A teoria de economia internacional em muito auxilia nas respostas a essas questões, sobretudo, porque oferece explicações bastante robustas sobre as transformações que o comércio exterior de um país atravessa, quando abandona os paradigmas de uma economia fechada - uma autarquia -, para transformar-se em uma economia aberta. Se, de um lado, essa teoria dá suporte à formulação da política econômica, de outro, sinaliza com clareza ao administrador, para novas transformações com as quais terá de conviver no novo cenário.

Emoldurado por esses elementos, o desempenho do comércio exterior brasileiro passa a decorrer, em larga medida, da globalização da infra-estrutura e dos processos de produção e pesquisa nacionais, da expansão da escala de nossas atividades de distribuição para os níveis pressupostos pelos mercados regionalizados e, finalmente, de nossa capacidade de acessar recursos, de longo prazo, a custos competitivos.

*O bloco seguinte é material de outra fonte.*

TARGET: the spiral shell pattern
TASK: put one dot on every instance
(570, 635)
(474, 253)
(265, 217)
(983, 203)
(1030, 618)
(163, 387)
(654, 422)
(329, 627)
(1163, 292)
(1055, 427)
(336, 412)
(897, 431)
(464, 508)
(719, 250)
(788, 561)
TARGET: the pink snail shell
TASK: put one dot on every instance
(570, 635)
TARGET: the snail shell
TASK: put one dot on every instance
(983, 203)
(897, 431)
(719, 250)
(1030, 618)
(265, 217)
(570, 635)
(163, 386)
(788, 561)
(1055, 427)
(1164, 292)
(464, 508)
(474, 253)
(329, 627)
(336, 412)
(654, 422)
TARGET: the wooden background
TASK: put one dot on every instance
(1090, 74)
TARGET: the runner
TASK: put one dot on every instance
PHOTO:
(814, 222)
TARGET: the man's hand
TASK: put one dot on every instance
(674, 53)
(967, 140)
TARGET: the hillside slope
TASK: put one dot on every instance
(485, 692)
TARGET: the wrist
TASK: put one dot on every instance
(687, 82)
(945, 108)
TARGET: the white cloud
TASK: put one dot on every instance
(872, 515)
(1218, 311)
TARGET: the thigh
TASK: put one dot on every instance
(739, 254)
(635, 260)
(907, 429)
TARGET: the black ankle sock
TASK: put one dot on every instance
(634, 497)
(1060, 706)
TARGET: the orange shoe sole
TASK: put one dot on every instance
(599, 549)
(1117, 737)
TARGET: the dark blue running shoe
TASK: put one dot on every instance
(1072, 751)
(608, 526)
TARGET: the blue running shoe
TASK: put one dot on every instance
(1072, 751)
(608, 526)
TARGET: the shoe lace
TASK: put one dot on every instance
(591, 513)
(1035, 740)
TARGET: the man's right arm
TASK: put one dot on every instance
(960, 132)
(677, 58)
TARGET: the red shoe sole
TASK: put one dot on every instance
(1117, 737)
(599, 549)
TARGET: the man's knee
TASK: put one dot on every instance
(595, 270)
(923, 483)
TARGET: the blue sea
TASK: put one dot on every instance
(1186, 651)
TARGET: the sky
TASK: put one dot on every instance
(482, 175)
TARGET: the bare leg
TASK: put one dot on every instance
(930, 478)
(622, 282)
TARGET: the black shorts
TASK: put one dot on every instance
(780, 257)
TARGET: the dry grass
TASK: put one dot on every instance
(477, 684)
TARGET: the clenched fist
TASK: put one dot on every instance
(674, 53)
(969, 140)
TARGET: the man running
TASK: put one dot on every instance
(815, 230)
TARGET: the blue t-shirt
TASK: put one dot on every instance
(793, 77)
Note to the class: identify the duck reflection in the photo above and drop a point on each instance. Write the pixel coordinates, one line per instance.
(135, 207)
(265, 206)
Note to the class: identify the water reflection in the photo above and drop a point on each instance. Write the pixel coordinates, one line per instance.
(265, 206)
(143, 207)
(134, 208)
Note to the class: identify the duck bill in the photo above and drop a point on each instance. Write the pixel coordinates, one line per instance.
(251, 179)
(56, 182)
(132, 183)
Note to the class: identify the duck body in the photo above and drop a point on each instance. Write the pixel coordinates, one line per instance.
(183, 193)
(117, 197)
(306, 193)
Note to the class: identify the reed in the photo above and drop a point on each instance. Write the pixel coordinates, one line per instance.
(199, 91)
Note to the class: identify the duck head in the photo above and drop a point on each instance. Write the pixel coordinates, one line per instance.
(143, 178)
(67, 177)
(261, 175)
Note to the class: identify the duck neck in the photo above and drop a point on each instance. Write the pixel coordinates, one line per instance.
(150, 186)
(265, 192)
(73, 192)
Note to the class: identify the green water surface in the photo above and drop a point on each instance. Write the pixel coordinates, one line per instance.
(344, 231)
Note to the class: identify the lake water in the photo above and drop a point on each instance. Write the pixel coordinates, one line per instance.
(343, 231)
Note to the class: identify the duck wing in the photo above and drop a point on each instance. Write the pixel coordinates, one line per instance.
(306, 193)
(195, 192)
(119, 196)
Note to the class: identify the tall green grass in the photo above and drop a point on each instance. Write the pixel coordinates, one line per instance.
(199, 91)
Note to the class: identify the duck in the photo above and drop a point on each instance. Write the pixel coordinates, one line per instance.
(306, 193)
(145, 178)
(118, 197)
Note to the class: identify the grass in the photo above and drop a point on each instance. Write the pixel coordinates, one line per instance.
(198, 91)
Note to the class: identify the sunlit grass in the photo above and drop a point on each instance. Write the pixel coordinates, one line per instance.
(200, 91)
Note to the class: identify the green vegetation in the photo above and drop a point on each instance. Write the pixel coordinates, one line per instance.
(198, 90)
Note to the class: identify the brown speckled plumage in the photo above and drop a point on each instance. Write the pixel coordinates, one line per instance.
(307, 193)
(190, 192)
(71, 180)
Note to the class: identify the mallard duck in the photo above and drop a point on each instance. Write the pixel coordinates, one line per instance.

Abre-se, com isso, uma ampla oportunidade para o desenvolvimento de estudos e trabalhos de assistência e capacitação nesta área, capazes de fornecer os subsídios, teóricos e aplicados, aos agentes públicos e privados envolvidos com a problemática da expansão do comércio internacional brasileiro. Estas são razões que levaram à criação do Programa de Comércio Exterior Brasileiro – PROCEB-FIA.